As sugestões para um novo nome, que não prosperaram, eram as seguintes:
1) Cidade de São Tomé, como homenagem ao Alcaide-Mor Tomé Correia de Souza, que para alguns historiadores foi o verdadeiro responsável pela ocupação do vale em que vivemos, e que ergueu a alcaidaria, primeiro prédio da região, na avenida Alencar Tristão, hoje sob permanente ameaça de se tornar ruína, por falta de conservação da parte da proprietária, a Santa Casa.
2) segundo outra sugestão, a cidade passaria a se chamar Santo Antônio do Parahybuna, aliás, seria apenas a retomada do nome original.
3) uma terceira possibilidade aventada seria substituir Juiz de Fora por Inconfidente Vidal, em memória de juiz-forano Domingos Vidal, companheiro de Tiradentes na fracassada Inconfidência.
O assunto, como se sabe, teve o destino do esquecimento, só raramente lembrado.
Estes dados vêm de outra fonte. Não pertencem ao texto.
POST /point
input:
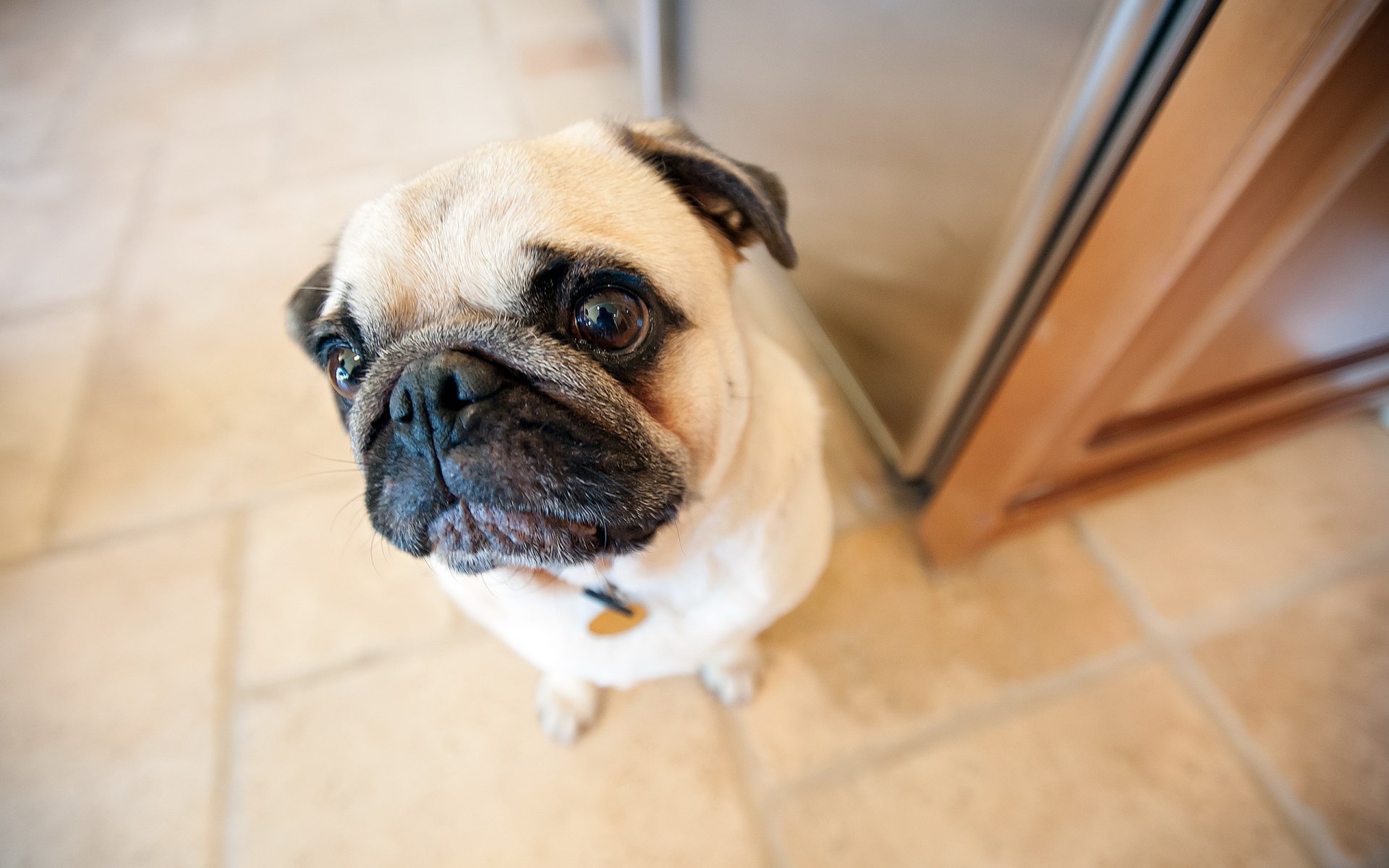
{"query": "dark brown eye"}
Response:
(345, 370)
(610, 320)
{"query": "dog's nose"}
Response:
(435, 396)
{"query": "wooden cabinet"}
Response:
(1233, 286)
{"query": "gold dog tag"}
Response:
(611, 621)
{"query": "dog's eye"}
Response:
(610, 320)
(345, 368)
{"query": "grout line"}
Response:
(1260, 605)
(224, 757)
(1007, 702)
(753, 789)
(1299, 818)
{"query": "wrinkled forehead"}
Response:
(471, 234)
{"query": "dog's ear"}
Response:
(744, 202)
(307, 303)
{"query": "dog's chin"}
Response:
(477, 538)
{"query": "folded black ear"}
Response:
(307, 303)
(745, 202)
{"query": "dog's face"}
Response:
(534, 347)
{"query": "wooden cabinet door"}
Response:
(1233, 286)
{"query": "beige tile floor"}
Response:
(208, 660)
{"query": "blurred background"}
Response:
(1096, 294)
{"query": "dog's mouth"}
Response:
(472, 537)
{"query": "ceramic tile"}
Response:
(1209, 539)
(555, 102)
(573, 53)
(321, 588)
(196, 167)
(42, 362)
(883, 644)
(1126, 773)
(199, 398)
(1310, 684)
(436, 760)
(35, 77)
(107, 668)
(134, 102)
(64, 226)
(378, 110)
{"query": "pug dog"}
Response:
(557, 403)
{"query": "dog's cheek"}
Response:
(685, 393)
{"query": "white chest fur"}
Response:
(734, 563)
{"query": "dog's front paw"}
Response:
(566, 706)
(734, 677)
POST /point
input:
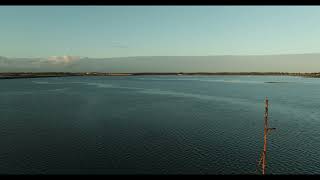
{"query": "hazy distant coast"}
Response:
(16, 75)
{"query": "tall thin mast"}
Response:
(263, 160)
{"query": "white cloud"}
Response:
(63, 59)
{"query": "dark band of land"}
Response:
(14, 75)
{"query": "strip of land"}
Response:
(14, 75)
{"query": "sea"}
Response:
(159, 125)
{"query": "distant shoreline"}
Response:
(15, 75)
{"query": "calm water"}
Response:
(158, 125)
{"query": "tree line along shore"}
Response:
(13, 75)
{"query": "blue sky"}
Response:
(121, 31)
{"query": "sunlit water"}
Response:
(158, 125)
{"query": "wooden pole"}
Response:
(263, 159)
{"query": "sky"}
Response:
(122, 31)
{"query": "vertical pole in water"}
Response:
(263, 159)
(264, 153)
Por volta de 1985, foi igualmente desconsiderada a proposta do professor Romeu Viana, presidente da Academia de Letras, que achava horroroso o “juiz de fora”. Mas, sem grande progresso, pelo menos quanto à sonoridade, queria que a cidade passasse a se chamar Halfeldlândia, em homenagem ao alemão oficialmente tido como fundador de Juiz de Fora.
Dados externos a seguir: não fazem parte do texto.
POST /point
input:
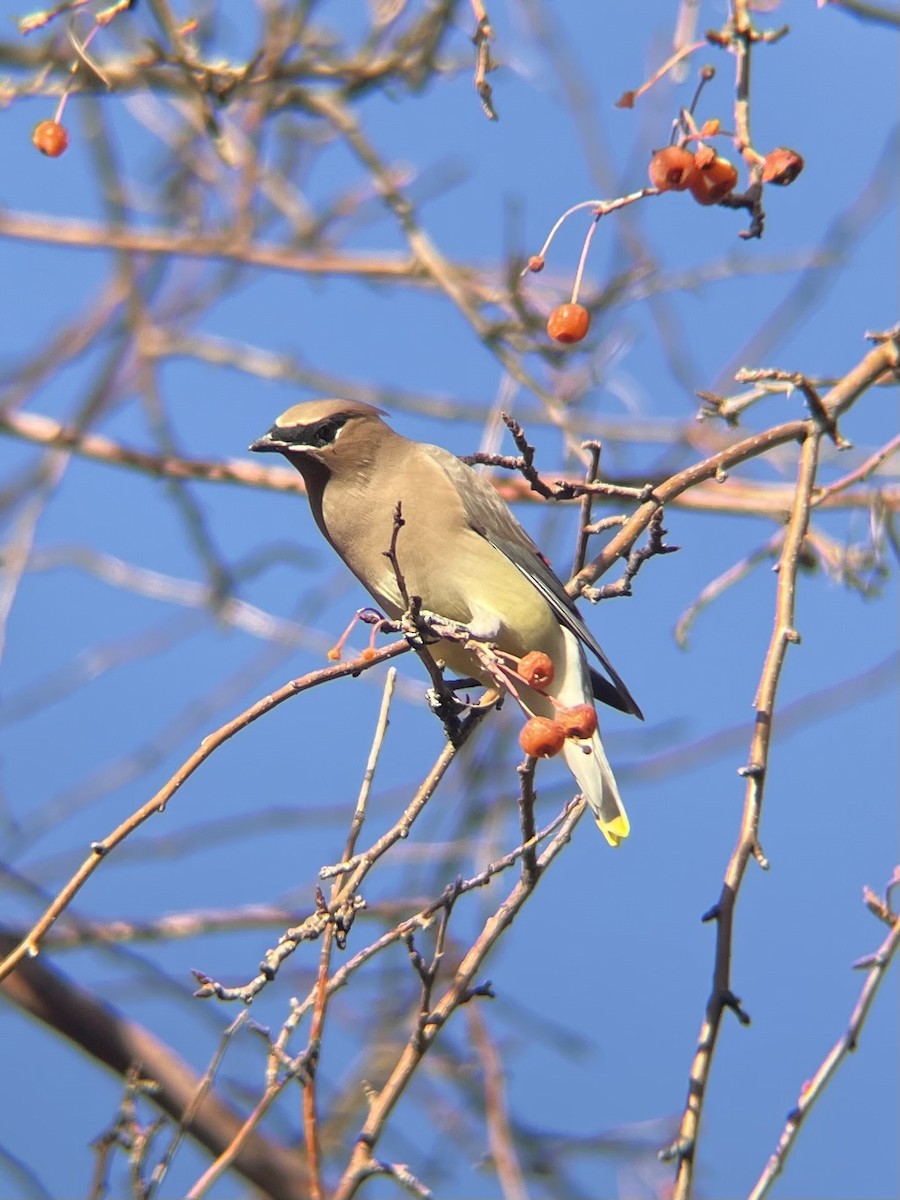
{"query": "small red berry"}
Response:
(781, 166)
(714, 183)
(579, 721)
(569, 323)
(51, 138)
(672, 169)
(537, 670)
(541, 738)
(705, 157)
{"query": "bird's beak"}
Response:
(267, 444)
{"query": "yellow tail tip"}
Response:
(615, 831)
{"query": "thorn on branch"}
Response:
(729, 1000)
(751, 201)
(682, 1150)
(751, 771)
(635, 561)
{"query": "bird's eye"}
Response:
(325, 432)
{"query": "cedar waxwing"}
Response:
(462, 552)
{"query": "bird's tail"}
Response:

O professor Vianna havia se dedicado, com grande entusiasmo, a outras mudanças. Antes, sugerira novos versos para o Hino Nacional, sem que para tanto sensibilizasse a Câmara dos Deputados, sendo igualmente desconsiderado por historiadores, musicólogos e pelo ardor de patriotas, que têm o Hino como algo intocável. Não abatido em sua campanha reformista, ele conseguiu que os vereadores aprovassem versos de sua autoria para substituir os versos de Lindolfo Gomes no Hino Oficial da cidade. O então prefeito, Tarcísio Delgado, vetou a lei integralmente.